To our knowledge, we used AdaBoost in combination with SHAP for the first time to predict the recurrence of BC. Second, by searching for keywords [(((((((conventional laboratory indicators) OR (routinely measured blood biomarkers)) OR (routinely measured blood indicators)) OR (routinely peripheral blood indicators)) OR (conventional peripheral blood indicators)) AND ((breast cancer) OR (breast carcinoma))) AND (Recurrence)) AND ((((((((((((Machine Learning) OR (logistic regression)) OR (random forest)) OR (support vector machine)) OR (XGBoost)) OR (gradient boosting decision tree)) OR (decision tree)) OR (multilayer perceptron)) OR (linear discriminant analysis)) OR (AdaBoost)) OR (Gaussian naive Bayes)) OR (LightGBM))] on the PubMed website, we believe that our study is the first to use the features of traditional laboratory indicators and clinical information easily available from electronic medical records in AdaBoost’s model to predict the recurrence of BC. AdaBoost is one of the best boosting algorithms. AdaBoost can boost a weak learning algorithm with an accuracy slightly better than random guessing into an arbitrarily accurate strong learning algorithm, bringing about a new method and new insights into the design of the learning algorithm [95]. Even if many base classifier instances are used, AdaBoost rarely overfits the solution and minimizes the exponential loss function by fitting the stepwise additive model [96]. Due to the minimization of the classification error, which can be best approximated as exponential loss, AdaBoost performs very well on a wide range of classification problems [97] AdaBoost could be a helpful tool for physicians to predict BC recurrence. Additionally, we use SHAP to interpret AdaBoost predictions based on SHAP values and feature interaction scores. We found that correlated variables reflecting tumor biomarkers (CA125, CEA, CA15-3), clinicopathological features (tumor diameter, N stage, molecular subtype), and coagulation abnormalities (Fbg, FVIII, D-dimer) have important weights in predicting the recurrence of BC. This may result in more sustainable health for patients, thereby reducing the psychological, social and economic burden on society.
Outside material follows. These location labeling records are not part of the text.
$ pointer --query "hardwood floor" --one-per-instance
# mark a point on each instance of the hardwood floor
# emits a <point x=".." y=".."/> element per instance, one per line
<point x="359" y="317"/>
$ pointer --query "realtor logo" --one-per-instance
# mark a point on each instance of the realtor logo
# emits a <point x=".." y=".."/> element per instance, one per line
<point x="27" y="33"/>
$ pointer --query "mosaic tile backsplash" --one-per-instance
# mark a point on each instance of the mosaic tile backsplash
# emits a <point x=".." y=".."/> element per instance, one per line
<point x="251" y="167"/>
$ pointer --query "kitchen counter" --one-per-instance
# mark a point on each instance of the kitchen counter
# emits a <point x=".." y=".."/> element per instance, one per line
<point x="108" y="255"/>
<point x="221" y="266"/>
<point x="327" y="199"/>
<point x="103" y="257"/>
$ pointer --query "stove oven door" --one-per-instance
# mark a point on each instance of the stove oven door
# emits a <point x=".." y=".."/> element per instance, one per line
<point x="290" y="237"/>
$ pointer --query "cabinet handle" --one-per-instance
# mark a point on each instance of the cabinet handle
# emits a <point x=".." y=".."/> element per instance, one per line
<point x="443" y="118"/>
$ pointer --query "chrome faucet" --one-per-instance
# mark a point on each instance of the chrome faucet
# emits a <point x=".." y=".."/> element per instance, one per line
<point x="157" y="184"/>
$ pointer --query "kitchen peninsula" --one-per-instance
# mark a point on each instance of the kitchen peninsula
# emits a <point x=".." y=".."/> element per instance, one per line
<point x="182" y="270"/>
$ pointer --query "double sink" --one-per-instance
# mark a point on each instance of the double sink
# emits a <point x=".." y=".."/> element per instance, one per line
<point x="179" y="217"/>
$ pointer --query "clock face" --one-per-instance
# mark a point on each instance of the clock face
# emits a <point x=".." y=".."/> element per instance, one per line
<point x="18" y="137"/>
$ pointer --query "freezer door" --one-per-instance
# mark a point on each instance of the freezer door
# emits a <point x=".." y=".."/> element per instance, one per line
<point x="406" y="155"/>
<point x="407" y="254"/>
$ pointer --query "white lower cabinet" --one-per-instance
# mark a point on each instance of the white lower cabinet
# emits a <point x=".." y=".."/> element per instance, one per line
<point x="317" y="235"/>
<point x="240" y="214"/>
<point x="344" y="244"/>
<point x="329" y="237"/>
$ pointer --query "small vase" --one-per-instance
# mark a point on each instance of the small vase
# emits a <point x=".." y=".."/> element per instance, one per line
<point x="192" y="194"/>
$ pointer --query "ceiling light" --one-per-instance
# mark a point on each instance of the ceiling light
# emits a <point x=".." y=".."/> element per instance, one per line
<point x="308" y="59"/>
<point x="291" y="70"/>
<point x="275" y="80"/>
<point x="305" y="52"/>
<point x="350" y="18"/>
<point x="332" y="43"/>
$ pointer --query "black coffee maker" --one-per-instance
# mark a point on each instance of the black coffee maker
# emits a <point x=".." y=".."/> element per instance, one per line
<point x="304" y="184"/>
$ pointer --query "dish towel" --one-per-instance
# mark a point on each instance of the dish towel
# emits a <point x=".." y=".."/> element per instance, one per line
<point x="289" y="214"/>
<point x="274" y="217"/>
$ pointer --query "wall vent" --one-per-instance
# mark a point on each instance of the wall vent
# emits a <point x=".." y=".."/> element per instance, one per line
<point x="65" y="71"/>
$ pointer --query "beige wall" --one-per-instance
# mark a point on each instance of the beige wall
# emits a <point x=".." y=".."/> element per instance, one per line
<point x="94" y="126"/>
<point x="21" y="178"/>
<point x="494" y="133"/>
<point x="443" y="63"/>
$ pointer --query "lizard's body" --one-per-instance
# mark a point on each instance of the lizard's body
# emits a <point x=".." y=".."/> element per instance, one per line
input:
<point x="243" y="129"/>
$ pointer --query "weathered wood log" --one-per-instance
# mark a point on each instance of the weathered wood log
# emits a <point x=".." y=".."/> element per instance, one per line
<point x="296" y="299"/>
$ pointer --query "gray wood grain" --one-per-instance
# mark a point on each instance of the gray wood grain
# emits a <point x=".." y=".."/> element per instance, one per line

Our study has several limitations. First, the study population was relatively small. Although we evaluated 342 patients, 103 of whom were randomly included in the test set as an independent sample, a larger cohort is needed for future external validation of the accuracy of the prediction model. Second, although we initially evaluated the value of 25 available clinical features for predicting recurrence, we need more clinical information, such as gene mutations, to optimize these prediction models and provide a valuable basis for individualized treatment. Thus, future studies should be conducted to validate the feasibility of the proposed algorithm.

Conclusion

This study described the application of clinical information and laboratory parameters-based ML in patients with BC recurrence, generating a AdaBoost algorithm model that reliably predicts the probability of BC recurrence. In our study, ML combined with the explainability method of SHAP makes the black box model of ML explainable, which is more suitable for the clinical scenario of predicting breast cancer recurrence. In addition, the addition of DCA highlights the clinical value of AdaBoost. We suggest the use of this approach as an auditable decision aid that contributes to patient healthcare and research.